I welcome your thoughts as I most definitely don’t have any more answers to this than I had yesterday to the horrors in the Israel-Hamas conflict. We need creative, open conversations to solve these problems rather than standing behind barriers afraid to acknowledge the ends+ways=means equation must balance. I hope you will chime in as many of you have strong feelings on the questions.
Thank you for taking time to read this today or any other day. Please feel free to circulate if you find it of value. Because of the nature of the subject, feel free to drop a comment in the discussion section. Thanks so much to subscribers who support this newsletter with financial assistance.
Annapolis is surprisingly cool today with much activity on the Creek. I hope you have had a superb Labor Day and take a minute to thank all those who labor in any manner.
Be well and be safe as the school kids head out and home daily. FIN
Greg Jaffe and Missy Ryan, “Selling America: The Army’s fight to find recruits in an angry and divided nation”, Washingtonpost.com, 1 September 2024: A1, A10, A11.
Haley Weiss, “Teens are Increasingly Underestimating their Weights”, Time, 7 July 2023, retrieved at https://time.com/6292901/teens-weight-underestimating/
This is timely. I saw an article saying the US Navy was tying up to piers some 17 support ships, due to lack of manning.

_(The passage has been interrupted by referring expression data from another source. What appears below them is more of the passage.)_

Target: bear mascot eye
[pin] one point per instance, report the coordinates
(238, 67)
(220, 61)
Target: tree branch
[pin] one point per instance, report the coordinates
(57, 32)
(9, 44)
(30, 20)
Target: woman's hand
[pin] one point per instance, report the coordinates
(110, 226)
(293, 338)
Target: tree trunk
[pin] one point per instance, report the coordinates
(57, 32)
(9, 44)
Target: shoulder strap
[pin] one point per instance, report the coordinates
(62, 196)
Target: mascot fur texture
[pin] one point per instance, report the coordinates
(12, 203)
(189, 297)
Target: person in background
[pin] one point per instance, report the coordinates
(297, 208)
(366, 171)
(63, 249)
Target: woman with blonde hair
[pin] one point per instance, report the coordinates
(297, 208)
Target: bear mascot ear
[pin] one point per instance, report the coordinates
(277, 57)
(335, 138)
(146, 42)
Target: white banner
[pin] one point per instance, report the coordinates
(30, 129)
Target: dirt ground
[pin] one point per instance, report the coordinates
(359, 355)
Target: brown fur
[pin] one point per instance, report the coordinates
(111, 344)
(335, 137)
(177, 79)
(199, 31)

Interesting that Vox had a similar article. (https://www.vox.com/future-perfect/368528/us-military-army-navy-recruit-numbers. Future Perfect America isn’t ready for another war — because it doesn’t have the troops: The US military’s recruiting crisis, explained., by Gil Barndollar and Matthew C. Mai, Sep 1, 2024, 8:00 AM EDT)

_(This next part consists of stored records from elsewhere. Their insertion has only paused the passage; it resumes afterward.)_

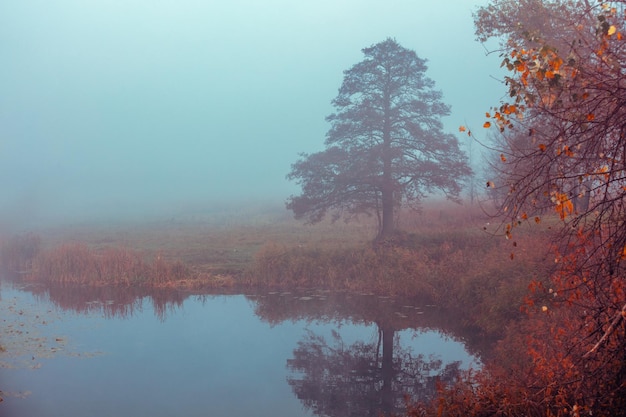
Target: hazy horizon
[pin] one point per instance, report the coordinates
(147, 108)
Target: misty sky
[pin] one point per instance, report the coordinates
(155, 106)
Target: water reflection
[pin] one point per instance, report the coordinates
(328, 369)
(335, 378)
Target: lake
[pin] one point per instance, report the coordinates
(105, 352)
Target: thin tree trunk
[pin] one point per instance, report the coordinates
(387, 185)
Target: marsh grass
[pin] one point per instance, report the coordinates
(452, 254)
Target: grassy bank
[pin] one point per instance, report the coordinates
(448, 253)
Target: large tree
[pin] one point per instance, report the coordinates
(386, 146)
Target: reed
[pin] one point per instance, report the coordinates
(79, 264)
(18, 252)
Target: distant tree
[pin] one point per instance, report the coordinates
(364, 379)
(563, 156)
(386, 146)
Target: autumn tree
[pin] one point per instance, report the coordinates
(386, 146)
(563, 157)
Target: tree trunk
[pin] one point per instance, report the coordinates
(387, 197)
(387, 185)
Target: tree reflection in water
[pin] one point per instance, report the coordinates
(112, 302)
(363, 379)
(332, 378)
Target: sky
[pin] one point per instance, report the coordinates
(153, 107)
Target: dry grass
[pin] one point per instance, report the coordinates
(448, 252)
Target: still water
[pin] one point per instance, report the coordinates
(106, 353)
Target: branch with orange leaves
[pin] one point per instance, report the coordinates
(618, 316)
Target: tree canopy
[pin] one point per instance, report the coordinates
(386, 146)
(562, 161)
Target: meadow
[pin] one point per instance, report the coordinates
(456, 256)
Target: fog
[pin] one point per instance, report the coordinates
(152, 108)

Both articles seem to skirt the issue which some of us might name .Woke". I hear that serving or retired members are telling thei children or bear relatives that it’s not a desirable work environment. And, as a sign of this, per my understanding, DoD recruiting has shifted focus to areas with less of a Caucasian recruiting pool. Yet, data suggests Black representation disproportionately high, especial in higher enlisted ranks. (See Council on Foreign Relations, https://www.cfr.org/backgrounder/demographics-us-military)
I don't wish to prejudge this, but a review of DEI in DoD might be in order. Esprit does corps is important in the military. If ANY group thought it wasn't a level playing field it would hurt retention and recruiting. I want to bite my tongue, but we need another study.
An additional issue, perhaps from my imagination, is that our public schools are failing us. Public School students are less healthy, not doing as well as earlier generations in academics, and not getting the civics lessons they need to know and love this Country. Justice Neil Gorsuch touches on this last item in his new book, "Over Ruled". It is also covered by Editors Chris Sinacola and Jamie Gass in "Restoring the City on a Hill: U.S. History and Civics in America’s Schools".